Apparu au calendrier du Championnat du Monde en 2004, le Rallye du Mexique, s’est depuis imposé comme une des manches les plus populaires de la saison. D’abord circonspects, les spectateurs de la province de León ou se déroule l’èpreuve, suivent maintenant avec passion les exploits des pilotes… à commencer par leur idole, Sébastien Loeb.

 

Sébastien Loeb qui confie:

« C’est toujours un rendez-vous agréable. Il fait beau, les spéciales offrent beaucoup de plaisir de pilotage et on sent que les gens sont passionnés. La cérémonie de départ organisée le jeudi soir dans les rues de Guanajuato est un des temps forts de la saison. C’est plutôt sympa d’attaquer aussitôt le rallye avec la spéciale tracée dans les souterrains pavés de la cité minière ».

Disputé sur terre, le Rallye du Mexique fait également la part belle aux ‘super spéciales’, qui constituent sept des vingt quatre secteurs chronométrés du rallye.

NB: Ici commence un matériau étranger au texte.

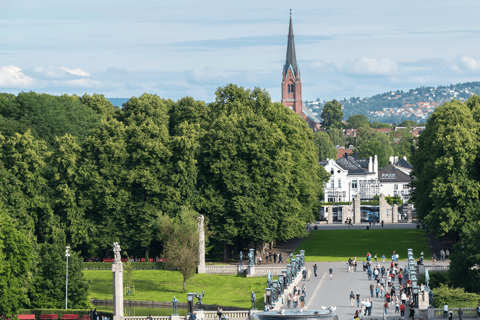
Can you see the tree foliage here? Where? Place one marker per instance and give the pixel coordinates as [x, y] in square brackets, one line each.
[325, 148]
[16, 254]
[446, 188]
[332, 115]
[180, 235]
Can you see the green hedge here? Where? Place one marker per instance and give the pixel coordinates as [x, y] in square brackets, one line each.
[135, 265]
[61, 312]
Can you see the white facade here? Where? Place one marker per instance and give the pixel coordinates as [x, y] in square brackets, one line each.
[345, 184]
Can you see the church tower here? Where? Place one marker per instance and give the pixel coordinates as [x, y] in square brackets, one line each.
[291, 84]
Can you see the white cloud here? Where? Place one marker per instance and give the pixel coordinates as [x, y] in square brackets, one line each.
[13, 77]
[369, 66]
[209, 75]
[76, 72]
[467, 64]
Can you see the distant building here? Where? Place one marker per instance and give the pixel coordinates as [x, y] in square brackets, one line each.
[292, 84]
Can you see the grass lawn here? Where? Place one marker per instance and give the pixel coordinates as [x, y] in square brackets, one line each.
[162, 285]
[339, 245]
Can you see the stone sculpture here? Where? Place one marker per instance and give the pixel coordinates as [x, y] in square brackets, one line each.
[199, 297]
[269, 280]
[116, 252]
[174, 306]
[251, 261]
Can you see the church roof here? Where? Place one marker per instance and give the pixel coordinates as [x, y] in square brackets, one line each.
[291, 59]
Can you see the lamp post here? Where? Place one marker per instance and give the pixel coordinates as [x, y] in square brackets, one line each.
[66, 279]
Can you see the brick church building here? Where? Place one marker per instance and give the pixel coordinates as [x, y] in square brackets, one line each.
[292, 84]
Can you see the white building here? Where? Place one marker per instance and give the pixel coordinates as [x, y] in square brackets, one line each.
[349, 177]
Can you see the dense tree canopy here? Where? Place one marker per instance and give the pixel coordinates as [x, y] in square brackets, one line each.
[325, 148]
[332, 115]
[446, 188]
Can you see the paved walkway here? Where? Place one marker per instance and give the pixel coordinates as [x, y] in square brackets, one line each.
[336, 292]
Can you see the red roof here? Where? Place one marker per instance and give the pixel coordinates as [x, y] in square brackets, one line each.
[341, 152]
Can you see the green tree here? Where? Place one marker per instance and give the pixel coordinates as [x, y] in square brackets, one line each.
[358, 121]
[332, 115]
[336, 137]
[16, 254]
[51, 116]
[48, 291]
[325, 148]
[258, 169]
[446, 185]
[371, 143]
[180, 239]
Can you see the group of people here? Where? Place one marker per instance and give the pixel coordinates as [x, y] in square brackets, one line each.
[271, 257]
[394, 296]
[298, 297]
[95, 315]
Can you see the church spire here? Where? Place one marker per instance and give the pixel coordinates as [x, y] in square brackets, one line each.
[291, 57]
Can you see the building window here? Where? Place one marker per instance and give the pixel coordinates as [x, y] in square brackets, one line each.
[290, 88]
[354, 184]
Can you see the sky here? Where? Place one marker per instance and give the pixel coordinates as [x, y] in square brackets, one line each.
[190, 48]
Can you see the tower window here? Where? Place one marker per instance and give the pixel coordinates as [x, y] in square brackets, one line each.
[290, 88]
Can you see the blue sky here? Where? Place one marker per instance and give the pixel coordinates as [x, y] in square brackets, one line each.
[189, 48]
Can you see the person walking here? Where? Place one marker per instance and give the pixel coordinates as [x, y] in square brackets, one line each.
[460, 312]
[402, 310]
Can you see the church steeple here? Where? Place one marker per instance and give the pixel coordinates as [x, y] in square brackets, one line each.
[291, 59]
[291, 83]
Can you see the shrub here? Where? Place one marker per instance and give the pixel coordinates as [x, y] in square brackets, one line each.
[61, 312]
[455, 298]
[135, 265]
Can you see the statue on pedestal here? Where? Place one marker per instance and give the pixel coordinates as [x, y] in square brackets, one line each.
[116, 253]
[199, 297]
[253, 299]
[251, 257]
[269, 280]
[174, 306]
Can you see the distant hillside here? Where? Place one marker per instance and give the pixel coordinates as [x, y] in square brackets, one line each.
[396, 106]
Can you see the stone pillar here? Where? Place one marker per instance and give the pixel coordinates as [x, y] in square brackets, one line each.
[330, 214]
[383, 207]
[395, 213]
[357, 216]
[117, 271]
[201, 245]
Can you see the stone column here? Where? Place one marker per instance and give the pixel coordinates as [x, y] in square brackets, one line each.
[117, 271]
[357, 216]
[395, 213]
[383, 206]
[330, 214]
[201, 245]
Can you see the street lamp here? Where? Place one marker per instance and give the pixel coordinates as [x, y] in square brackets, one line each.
[66, 279]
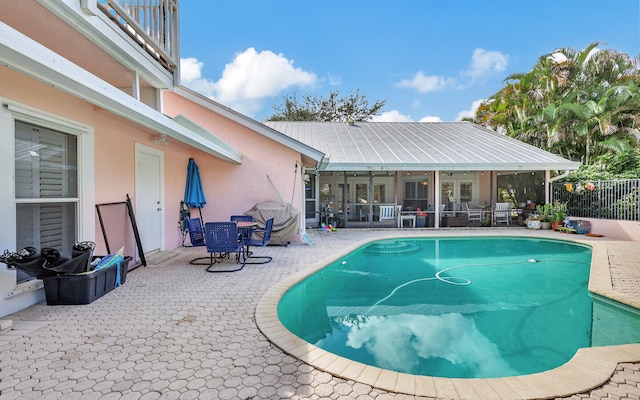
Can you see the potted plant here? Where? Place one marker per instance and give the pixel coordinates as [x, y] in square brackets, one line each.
[545, 213]
[559, 214]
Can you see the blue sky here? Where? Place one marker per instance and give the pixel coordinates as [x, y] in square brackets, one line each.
[430, 60]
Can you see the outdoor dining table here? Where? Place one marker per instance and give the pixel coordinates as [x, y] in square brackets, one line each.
[245, 228]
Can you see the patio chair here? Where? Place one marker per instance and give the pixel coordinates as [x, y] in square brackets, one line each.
[196, 236]
[473, 214]
[223, 238]
[387, 213]
[266, 237]
[502, 213]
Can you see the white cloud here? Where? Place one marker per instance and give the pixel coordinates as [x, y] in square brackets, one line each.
[469, 113]
[429, 118]
[334, 80]
[391, 116]
[190, 69]
[247, 80]
[424, 84]
[484, 62]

Même si elles ne représentent que 3% du kilométrage, ces spéciales peuvent s’avérer décisives en cas de lutte serrée.

« Je n’apprécie pas particulièrement ce type d’exercice, mais il faut le prendre au sérieux car on peut vite perdre deux ou trois secondes… soit l’écart généralement constaté à l’arrivée d’un chrono de 20 kilomètres »

Prévient d’ailleurs l’octuple Champion du Monde.

Qui s’empresse d’ajouter:

« Je préfère largement les spéciales sur terre traditionnelles. Au Mexique, les routes de montagne sont globalement larges et rapides. Il y a bien sûr quelques portions sinueuses et étroites sur lesquelles il faut être plus vigilant, mais c’est un rallye sur lequel on s’amuse. »

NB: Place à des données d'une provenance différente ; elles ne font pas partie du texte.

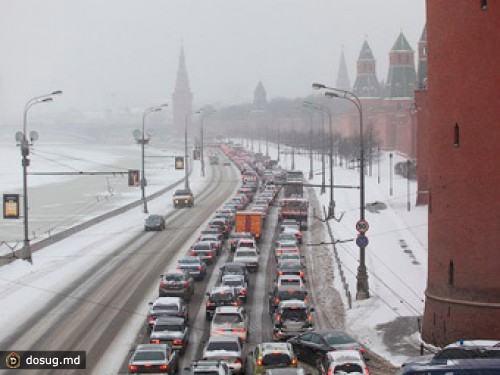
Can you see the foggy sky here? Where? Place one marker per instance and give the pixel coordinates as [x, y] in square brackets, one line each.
[108, 55]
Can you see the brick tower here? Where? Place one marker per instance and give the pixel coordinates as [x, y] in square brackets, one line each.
[182, 98]
[366, 84]
[343, 81]
[463, 287]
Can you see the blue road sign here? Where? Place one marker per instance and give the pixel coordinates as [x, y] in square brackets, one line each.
[362, 241]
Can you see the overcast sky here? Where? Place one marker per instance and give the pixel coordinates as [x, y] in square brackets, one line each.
[113, 54]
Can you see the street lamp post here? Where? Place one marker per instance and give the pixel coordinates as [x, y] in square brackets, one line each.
[25, 151]
[203, 115]
[143, 169]
[362, 290]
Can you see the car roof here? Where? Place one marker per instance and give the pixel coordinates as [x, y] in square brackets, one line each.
[151, 347]
[170, 320]
[167, 301]
[228, 309]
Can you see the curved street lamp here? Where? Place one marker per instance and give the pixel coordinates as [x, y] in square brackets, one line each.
[362, 290]
[25, 151]
[147, 111]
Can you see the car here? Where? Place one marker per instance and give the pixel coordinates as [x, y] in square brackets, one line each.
[233, 268]
[214, 241]
[209, 367]
[238, 283]
[312, 346]
[154, 222]
[170, 330]
[154, 358]
[203, 249]
[167, 306]
[236, 236]
[292, 318]
[270, 355]
[230, 320]
[228, 349]
[290, 280]
[284, 293]
[194, 266]
[220, 296]
[183, 198]
[247, 256]
[346, 361]
[290, 267]
[279, 251]
[176, 283]
[296, 232]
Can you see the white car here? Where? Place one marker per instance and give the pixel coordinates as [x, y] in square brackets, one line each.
[228, 349]
[247, 256]
[340, 361]
[230, 321]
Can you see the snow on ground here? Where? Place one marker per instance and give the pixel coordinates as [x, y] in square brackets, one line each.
[25, 288]
[396, 256]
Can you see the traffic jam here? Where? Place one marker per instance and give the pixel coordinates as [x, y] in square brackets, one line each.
[236, 234]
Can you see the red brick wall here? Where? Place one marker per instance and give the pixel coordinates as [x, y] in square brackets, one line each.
[422, 113]
[464, 217]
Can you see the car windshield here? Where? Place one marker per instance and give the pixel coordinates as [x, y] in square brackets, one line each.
[220, 297]
[168, 327]
[158, 308]
[189, 261]
[232, 282]
[223, 345]
[173, 277]
[245, 253]
[338, 338]
[276, 359]
[153, 355]
[294, 314]
[227, 318]
[348, 368]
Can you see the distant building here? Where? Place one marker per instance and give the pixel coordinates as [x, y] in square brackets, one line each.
[463, 285]
[182, 98]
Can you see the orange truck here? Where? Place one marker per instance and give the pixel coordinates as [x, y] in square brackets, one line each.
[247, 221]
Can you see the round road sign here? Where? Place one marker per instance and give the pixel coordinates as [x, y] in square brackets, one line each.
[362, 241]
[362, 226]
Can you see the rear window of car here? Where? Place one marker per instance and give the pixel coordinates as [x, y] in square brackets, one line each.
[154, 355]
[167, 327]
[223, 345]
[227, 318]
[348, 368]
[219, 297]
[173, 277]
[158, 308]
[276, 359]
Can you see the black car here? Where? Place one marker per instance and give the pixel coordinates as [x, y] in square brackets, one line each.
[154, 358]
[312, 346]
[220, 296]
[285, 293]
[233, 268]
[154, 222]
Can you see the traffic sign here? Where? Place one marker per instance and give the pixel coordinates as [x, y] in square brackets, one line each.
[362, 226]
[362, 241]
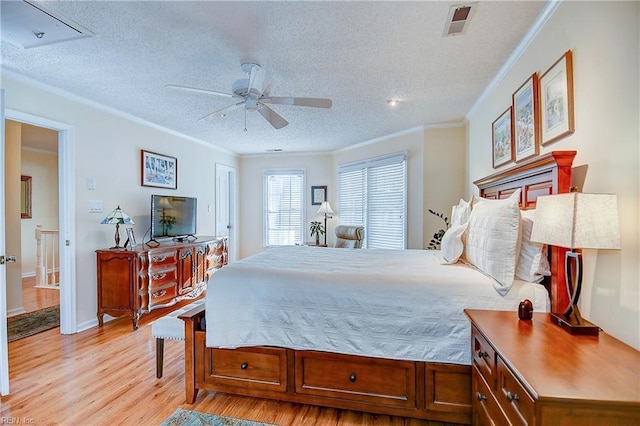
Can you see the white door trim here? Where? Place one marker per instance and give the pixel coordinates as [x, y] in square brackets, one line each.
[66, 213]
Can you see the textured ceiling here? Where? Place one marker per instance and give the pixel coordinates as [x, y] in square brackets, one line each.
[359, 54]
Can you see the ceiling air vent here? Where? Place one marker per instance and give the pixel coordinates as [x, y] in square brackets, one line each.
[458, 19]
[27, 24]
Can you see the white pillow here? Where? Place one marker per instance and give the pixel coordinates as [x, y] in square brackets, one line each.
[451, 245]
[493, 238]
[460, 213]
[533, 264]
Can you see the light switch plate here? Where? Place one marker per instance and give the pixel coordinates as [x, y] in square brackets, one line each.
[95, 206]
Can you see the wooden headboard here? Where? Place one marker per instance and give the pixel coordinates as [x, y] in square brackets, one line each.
[543, 175]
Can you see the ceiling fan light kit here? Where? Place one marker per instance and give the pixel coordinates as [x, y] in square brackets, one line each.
[252, 95]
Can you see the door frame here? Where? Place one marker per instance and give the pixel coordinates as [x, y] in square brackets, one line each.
[66, 213]
[227, 203]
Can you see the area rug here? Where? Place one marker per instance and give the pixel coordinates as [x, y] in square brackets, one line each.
[183, 417]
[30, 323]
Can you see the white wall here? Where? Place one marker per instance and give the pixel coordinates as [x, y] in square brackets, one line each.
[107, 149]
[444, 175]
[604, 39]
[43, 168]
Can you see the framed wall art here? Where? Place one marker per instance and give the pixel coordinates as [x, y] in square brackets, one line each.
[526, 113]
[556, 100]
[318, 195]
[160, 171]
[502, 139]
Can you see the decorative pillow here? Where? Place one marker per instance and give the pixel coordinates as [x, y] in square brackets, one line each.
[460, 213]
[493, 237]
[533, 264]
[452, 245]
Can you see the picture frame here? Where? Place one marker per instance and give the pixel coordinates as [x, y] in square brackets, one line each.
[526, 122]
[502, 139]
[318, 195]
[131, 238]
[158, 170]
[556, 100]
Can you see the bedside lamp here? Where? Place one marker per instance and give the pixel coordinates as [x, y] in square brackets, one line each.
[118, 216]
[325, 208]
[576, 221]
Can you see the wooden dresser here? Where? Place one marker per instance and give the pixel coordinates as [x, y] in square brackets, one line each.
[133, 282]
[535, 373]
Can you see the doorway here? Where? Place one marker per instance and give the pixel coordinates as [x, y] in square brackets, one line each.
[66, 211]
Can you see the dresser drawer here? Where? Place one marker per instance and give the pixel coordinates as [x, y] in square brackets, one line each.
[162, 295]
[264, 368]
[162, 258]
[162, 277]
[486, 410]
[484, 357]
[513, 398]
[354, 378]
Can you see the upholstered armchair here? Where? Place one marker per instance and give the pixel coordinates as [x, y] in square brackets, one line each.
[349, 236]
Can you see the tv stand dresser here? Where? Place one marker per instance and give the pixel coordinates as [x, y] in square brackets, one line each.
[134, 282]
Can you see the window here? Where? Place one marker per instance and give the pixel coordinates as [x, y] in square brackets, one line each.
[283, 201]
[372, 193]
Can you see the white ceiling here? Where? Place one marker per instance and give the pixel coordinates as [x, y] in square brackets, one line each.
[359, 54]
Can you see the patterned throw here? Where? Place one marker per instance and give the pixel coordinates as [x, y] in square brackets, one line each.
[193, 418]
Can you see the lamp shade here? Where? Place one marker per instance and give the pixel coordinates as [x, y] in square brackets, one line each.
[577, 220]
[325, 208]
[118, 216]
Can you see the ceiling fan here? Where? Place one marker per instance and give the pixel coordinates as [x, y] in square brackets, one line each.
[252, 94]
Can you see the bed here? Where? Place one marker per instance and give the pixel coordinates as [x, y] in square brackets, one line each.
[305, 325]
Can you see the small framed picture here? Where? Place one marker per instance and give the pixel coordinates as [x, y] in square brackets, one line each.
[556, 100]
[131, 238]
[501, 133]
[526, 113]
[160, 171]
[318, 195]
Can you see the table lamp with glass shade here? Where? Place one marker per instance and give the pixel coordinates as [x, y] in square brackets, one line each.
[325, 208]
[119, 217]
[576, 221]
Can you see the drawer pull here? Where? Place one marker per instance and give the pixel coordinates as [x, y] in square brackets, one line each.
[159, 293]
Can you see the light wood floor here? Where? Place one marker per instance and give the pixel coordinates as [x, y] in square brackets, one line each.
[106, 376]
[37, 298]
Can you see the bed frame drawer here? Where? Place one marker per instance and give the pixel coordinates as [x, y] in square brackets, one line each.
[353, 378]
[258, 368]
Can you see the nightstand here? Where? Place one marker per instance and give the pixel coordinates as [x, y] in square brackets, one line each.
[534, 373]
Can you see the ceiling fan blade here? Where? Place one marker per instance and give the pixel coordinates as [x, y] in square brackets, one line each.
[259, 80]
[272, 117]
[223, 111]
[312, 102]
[196, 90]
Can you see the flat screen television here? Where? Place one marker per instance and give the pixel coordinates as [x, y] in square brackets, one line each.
[173, 217]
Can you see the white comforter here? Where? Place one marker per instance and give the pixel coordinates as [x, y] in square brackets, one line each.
[398, 304]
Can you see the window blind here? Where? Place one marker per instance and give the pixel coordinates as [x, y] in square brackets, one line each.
[284, 201]
[372, 193]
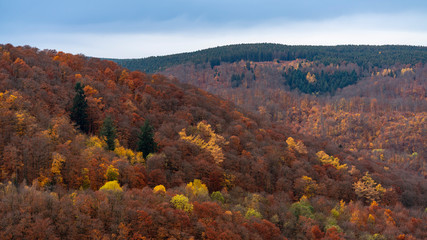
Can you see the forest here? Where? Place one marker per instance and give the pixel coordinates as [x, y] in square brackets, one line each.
[366, 56]
[93, 150]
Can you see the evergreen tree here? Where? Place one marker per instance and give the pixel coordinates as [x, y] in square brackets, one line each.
[109, 131]
[79, 109]
[146, 143]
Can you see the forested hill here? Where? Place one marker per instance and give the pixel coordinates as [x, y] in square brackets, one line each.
[91, 150]
[363, 55]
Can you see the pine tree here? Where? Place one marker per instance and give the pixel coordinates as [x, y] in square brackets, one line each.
[109, 131]
[146, 143]
[79, 109]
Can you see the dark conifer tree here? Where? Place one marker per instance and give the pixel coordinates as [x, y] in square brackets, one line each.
[79, 110]
[109, 131]
[146, 143]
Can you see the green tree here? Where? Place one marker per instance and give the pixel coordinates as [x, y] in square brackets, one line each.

Avant de disputer cette 3ème manche du calendrier 2012, l’Alsacien, premier au Monte-Carlo, sixième en , juge son début de saison ?

« Commencer par une victoire au Monte-Carlo, c’est forcément positif. Sixième en Suède, ça me laisse en revanche un petit goût d’inachevé. Je sais que je peux faire mieux sur ce terrain, mais je n’y arrive pas forcément ! Au bout du compte, je suis en tête du Championnat du Monde devant Mikko et Citroën mène chez les Constructeurs : c’est donc positif. Je dirais que le début de la saison 2012 a été assez classique. Si la suite est à l’image des huit dernières années, je suis partant ! »

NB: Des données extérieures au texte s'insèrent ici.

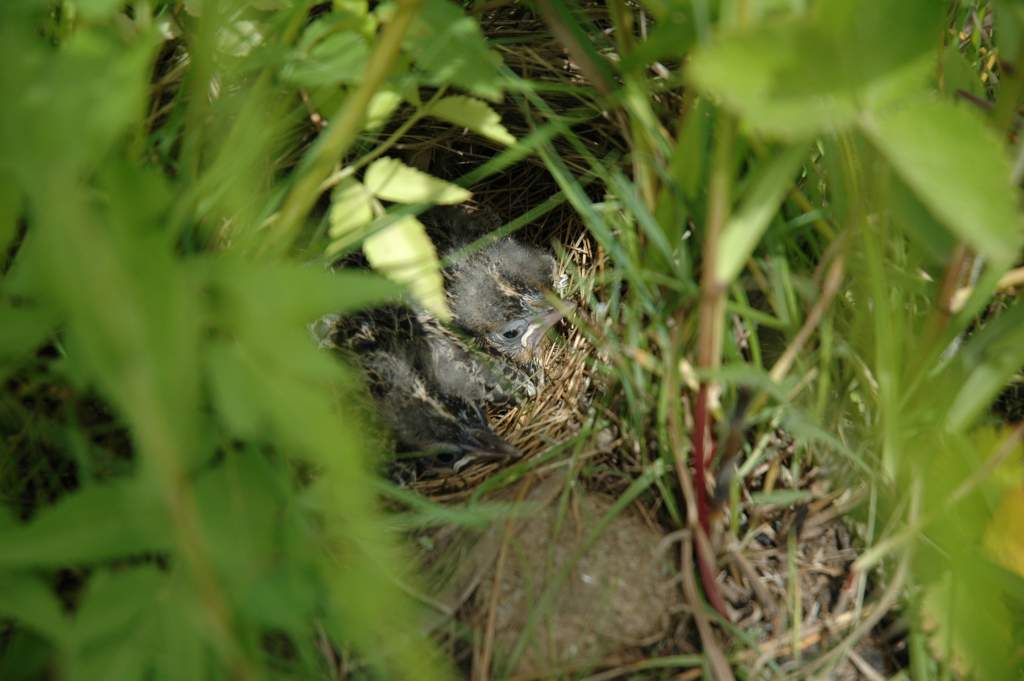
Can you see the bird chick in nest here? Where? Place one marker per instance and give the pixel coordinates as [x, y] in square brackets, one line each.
[431, 382]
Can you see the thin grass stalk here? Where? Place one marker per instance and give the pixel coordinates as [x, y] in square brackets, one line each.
[347, 124]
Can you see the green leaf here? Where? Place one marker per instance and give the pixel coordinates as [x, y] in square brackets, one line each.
[116, 626]
[95, 523]
[381, 107]
[780, 498]
[331, 51]
[10, 209]
[749, 71]
[863, 54]
[392, 180]
[26, 328]
[98, 10]
[472, 114]
[351, 208]
[957, 73]
[450, 47]
[988, 360]
[403, 252]
[748, 224]
[33, 603]
[955, 165]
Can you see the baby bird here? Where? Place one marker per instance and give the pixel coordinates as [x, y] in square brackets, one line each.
[430, 382]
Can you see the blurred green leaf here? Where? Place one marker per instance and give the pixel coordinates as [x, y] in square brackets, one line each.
[26, 656]
[290, 294]
[761, 203]
[95, 523]
[10, 210]
[331, 51]
[935, 241]
[96, 77]
[384, 102]
[403, 252]
[98, 10]
[955, 165]
[450, 47]
[780, 498]
[33, 603]
[392, 180]
[472, 114]
[957, 73]
[749, 70]
[763, 72]
[26, 328]
[351, 208]
[116, 626]
[987, 362]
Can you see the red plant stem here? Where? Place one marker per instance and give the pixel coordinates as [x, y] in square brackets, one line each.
[700, 461]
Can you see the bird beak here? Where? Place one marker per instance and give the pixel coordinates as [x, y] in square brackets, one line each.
[489, 448]
[541, 324]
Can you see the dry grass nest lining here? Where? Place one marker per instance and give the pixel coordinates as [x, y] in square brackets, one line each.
[768, 601]
[564, 398]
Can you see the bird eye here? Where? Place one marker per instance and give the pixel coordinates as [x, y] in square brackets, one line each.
[511, 331]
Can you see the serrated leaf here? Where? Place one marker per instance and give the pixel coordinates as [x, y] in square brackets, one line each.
[450, 47]
[472, 114]
[748, 224]
[403, 252]
[955, 165]
[392, 180]
[351, 208]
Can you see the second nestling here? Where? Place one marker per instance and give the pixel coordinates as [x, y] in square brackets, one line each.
[431, 383]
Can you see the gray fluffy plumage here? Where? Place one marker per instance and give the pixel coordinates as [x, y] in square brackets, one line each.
[431, 383]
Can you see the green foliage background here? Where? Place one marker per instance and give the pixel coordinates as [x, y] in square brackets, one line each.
[157, 181]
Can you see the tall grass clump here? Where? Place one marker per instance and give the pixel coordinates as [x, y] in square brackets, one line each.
[803, 237]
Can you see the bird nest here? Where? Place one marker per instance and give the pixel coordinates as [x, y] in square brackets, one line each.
[785, 569]
[564, 396]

Alors, invaincu au Mexique depuis 2006, a-t’il une recette particulière ? Et quelle est l’influence de l’altitude sur la performance des voitures et donc de son pilotage ?

« Il n’y a pas de recette, c’est juste le résultat de beaucoup de travail avec toute l’équipe. Je me suis toujours senti à l’aise sur les spéciales mexicaines, même si j’ai souvent dû composer avec le balayage. Heureusement, ce paramètre n’interviendra pas cette année grâce à la spéciale qualificative et je pourrai me battre à armes égales dès le premier jour. L’altitude joue effectivement un rôle important, car la raréfaction de l’oxygène fait chuter la puissance des moteurs. Ça ne change pas fondamentalement ma façon de piloter, la sortie des courbes est un peu plus facile à gérer car on dose moins l’accélérateur. A l’inverse, il faut veiller à ne pas rentrer trop vite dans les virages. »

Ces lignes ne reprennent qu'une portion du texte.